US Grants Copyright Exception to Archive Abandoned Online Games
Section 1201 of US copyright law has been a thorn in the side of game preservationists for years. That’s the section that forbids bypassing DRM, which has resulted in many games being lost to time. Restrictions on local games have eased in the past, but online games were still in danger of vanishing. In the most recent copyright review, museums and other archival institutions have finally been given the go-ahead to archive online games as well.
Enshrining DRM in law has been an ongoing problem for consumers and anyone interested in keeping old technology working. Luckily, the law allows for the Librarian of Congress to issue exemptions to copyright law every three years. The current update also allows consumers to bypass DRM in order to repair their electronics. On the gaming side, efforts by San Francisco’s Museum of Art and Digital Entertainment (The MADE) and other organizations helped get online games included in the exemptions.
Most games these days include an online component. Sometimes that’s just a server connection for verification or live-updated quests. Then, you have games like MMORPGs that are played entirely online with other people. When a developer decides to drop support for a game with online components, regardless of their purpose, the game ceases to exist. Even if you’ve got a local copy, it won’t work without the server. Now, museums, libraries, and other archival institutions will be able to break DRM to keep these games working.
There are several important caveats, though. This is not a license for anyone, even a museum, to make games publicly available with a hacked server. The archived games must be accessible only on the eligible group’s physical premises.
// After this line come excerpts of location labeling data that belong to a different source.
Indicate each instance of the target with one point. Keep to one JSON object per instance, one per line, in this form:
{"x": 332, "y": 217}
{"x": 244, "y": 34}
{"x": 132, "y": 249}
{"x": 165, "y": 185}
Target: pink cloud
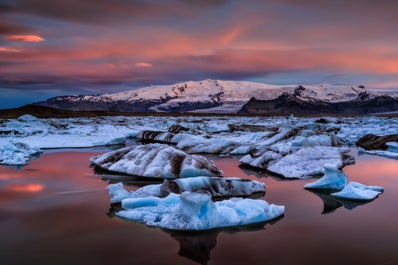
{"x": 25, "y": 38}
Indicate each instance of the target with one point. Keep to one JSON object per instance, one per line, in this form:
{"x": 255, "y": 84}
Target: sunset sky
{"x": 53, "y": 47}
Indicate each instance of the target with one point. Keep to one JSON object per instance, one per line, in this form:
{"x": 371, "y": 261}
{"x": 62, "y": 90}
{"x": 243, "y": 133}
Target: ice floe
{"x": 156, "y": 161}
{"x": 302, "y": 163}
{"x": 196, "y": 211}
{"x": 218, "y": 187}
{"x": 333, "y": 179}
{"x": 357, "y": 191}
{"x": 16, "y": 153}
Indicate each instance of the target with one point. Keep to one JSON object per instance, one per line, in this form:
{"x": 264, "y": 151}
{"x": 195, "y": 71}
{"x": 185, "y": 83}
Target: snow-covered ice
{"x": 196, "y": 211}
{"x": 392, "y": 147}
{"x": 357, "y": 191}
{"x": 218, "y": 187}
{"x": 333, "y": 179}
{"x": 16, "y": 153}
{"x": 156, "y": 161}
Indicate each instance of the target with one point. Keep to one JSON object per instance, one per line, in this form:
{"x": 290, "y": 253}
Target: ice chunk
{"x": 261, "y": 161}
{"x": 156, "y": 161}
{"x": 332, "y": 179}
{"x": 196, "y": 211}
{"x": 392, "y": 147}
{"x": 218, "y": 187}
{"x": 308, "y": 161}
{"x": 358, "y": 191}
{"x": 16, "y": 153}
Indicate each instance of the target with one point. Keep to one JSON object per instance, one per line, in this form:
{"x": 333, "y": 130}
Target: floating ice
{"x": 156, "y": 161}
{"x": 196, "y": 211}
{"x": 218, "y": 187}
{"x": 332, "y": 179}
{"x": 358, "y": 191}
{"x": 392, "y": 147}
{"x": 308, "y": 161}
{"x": 15, "y": 153}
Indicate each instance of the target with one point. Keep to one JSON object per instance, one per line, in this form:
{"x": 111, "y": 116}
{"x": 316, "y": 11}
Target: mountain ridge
{"x": 217, "y": 96}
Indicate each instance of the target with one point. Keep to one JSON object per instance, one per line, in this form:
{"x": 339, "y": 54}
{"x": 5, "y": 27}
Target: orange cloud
{"x": 26, "y": 188}
{"x": 143, "y": 64}
{"x": 8, "y": 49}
{"x": 25, "y": 38}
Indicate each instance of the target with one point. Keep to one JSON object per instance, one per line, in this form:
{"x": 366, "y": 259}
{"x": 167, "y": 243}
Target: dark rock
{"x": 287, "y": 104}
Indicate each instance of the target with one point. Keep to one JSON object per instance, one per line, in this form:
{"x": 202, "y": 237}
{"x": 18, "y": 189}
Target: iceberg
{"x": 358, "y": 191}
{"x": 308, "y": 161}
{"x": 392, "y": 147}
{"x": 196, "y": 211}
{"x": 333, "y": 179}
{"x": 218, "y": 187}
{"x": 156, "y": 161}
{"x": 16, "y": 153}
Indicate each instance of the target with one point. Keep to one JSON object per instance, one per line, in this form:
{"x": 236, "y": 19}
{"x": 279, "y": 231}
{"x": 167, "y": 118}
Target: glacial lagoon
{"x": 56, "y": 210}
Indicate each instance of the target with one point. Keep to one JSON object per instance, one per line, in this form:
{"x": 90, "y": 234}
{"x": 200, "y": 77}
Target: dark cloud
{"x": 108, "y": 11}
{"x": 9, "y": 28}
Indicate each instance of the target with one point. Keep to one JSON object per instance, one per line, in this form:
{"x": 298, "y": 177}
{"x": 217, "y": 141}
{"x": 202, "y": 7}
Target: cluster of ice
{"x": 337, "y": 180}
{"x": 357, "y": 191}
{"x": 301, "y": 163}
{"x": 16, "y": 153}
{"x": 392, "y": 150}
{"x": 270, "y": 137}
{"x": 156, "y": 161}
{"x": 196, "y": 211}
{"x": 333, "y": 179}
{"x": 217, "y": 187}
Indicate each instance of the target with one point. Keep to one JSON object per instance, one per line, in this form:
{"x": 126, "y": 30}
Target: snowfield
{"x": 173, "y": 148}
{"x": 265, "y": 142}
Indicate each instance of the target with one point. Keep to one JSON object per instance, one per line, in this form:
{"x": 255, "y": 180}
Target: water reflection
{"x": 331, "y": 203}
{"x": 197, "y": 245}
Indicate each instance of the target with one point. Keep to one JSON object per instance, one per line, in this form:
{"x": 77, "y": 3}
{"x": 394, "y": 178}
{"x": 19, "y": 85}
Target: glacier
{"x": 357, "y": 191}
{"x": 196, "y": 211}
{"x": 16, "y": 153}
{"x": 217, "y": 187}
{"x": 333, "y": 179}
{"x": 155, "y": 161}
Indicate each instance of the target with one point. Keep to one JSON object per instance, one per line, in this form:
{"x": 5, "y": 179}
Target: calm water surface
{"x": 56, "y": 211}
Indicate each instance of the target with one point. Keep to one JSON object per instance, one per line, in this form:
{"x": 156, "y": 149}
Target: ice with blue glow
{"x": 156, "y": 161}
{"x": 333, "y": 179}
{"x": 15, "y": 153}
{"x": 357, "y": 191}
{"x": 218, "y": 187}
{"x": 196, "y": 211}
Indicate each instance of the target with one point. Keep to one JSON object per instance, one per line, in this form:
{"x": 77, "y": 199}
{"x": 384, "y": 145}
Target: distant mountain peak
{"x": 217, "y": 96}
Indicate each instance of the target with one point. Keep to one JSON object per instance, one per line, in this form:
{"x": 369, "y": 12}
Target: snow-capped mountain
{"x": 215, "y": 96}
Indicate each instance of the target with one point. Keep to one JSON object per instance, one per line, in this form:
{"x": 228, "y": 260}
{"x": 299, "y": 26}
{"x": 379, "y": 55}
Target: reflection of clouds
{"x": 25, "y": 187}
{"x": 197, "y": 245}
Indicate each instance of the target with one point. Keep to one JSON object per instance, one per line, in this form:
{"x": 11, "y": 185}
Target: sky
{"x": 53, "y": 47}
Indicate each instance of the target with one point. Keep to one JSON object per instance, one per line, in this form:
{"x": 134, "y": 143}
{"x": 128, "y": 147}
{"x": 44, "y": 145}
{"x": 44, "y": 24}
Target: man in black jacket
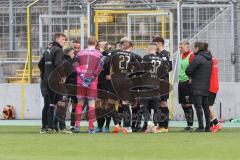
{"x": 199, "y": 71}
{"x": 43, "y": 87}
{"x": 49, "y": 62}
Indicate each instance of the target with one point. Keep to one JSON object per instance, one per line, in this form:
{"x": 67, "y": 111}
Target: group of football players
{"x": 109, "y": 81}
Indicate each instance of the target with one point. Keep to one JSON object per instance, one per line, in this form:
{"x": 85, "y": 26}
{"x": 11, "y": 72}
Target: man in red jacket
{"x": 213, "y": 89}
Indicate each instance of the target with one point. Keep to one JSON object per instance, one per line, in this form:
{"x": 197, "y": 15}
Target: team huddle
{"x": 107, "y": 82}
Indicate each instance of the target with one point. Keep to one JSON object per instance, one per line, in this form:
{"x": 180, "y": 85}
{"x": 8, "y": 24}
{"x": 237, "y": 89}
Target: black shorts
{"x": 211, "y": 98}
{"x": 164, "y": 98}
{"x": 53, "y": 96}
{"x": 184, "y": 93}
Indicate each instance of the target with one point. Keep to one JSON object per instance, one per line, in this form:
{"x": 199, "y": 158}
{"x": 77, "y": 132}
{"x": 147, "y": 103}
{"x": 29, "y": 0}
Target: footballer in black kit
{"x": 164, "y": 111}
{"x": 120, "y": 66}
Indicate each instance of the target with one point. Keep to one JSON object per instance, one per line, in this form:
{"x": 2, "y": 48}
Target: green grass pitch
{"x": 25, "y": 143}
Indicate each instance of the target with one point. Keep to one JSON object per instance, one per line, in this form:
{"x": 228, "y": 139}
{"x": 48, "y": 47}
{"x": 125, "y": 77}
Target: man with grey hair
{"x": 184, "y": 85}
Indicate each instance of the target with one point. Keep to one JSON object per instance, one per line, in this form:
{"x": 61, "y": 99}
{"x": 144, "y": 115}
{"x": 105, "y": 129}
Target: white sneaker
{"x": 151, "y": 128}
{"x": 129, "y": 129}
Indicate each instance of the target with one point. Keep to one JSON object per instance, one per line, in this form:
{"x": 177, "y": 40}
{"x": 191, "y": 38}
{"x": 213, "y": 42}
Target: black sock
{"x": 50, "y": 117}
{"x": 211, "y": 123}
{"x": 73, "y": 117}
{"x": 215, "y": 121}
{"x": 189, "y": 115}
{"x": 126, "y": 116}
{"x": 164, "y": 117}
If a game needs an active server component, as in the case of a game MMORPGs like Star Wars Galaxies or Asheron’s Call, the archiver needs to acquire the server code legally. That means the developer would have to willingly hand it over, and most won’t be doing that.
The MADE founder Alex Handy has expressed his approval of the decision, but he notes there is still much work to do. Circumventing the DRM on the server or local copy of the game helps archive abandoned titles, but server code is still difficult to obtain. Many companies would rather let a game die forever than donate the code for archival, but hopefully, that will change.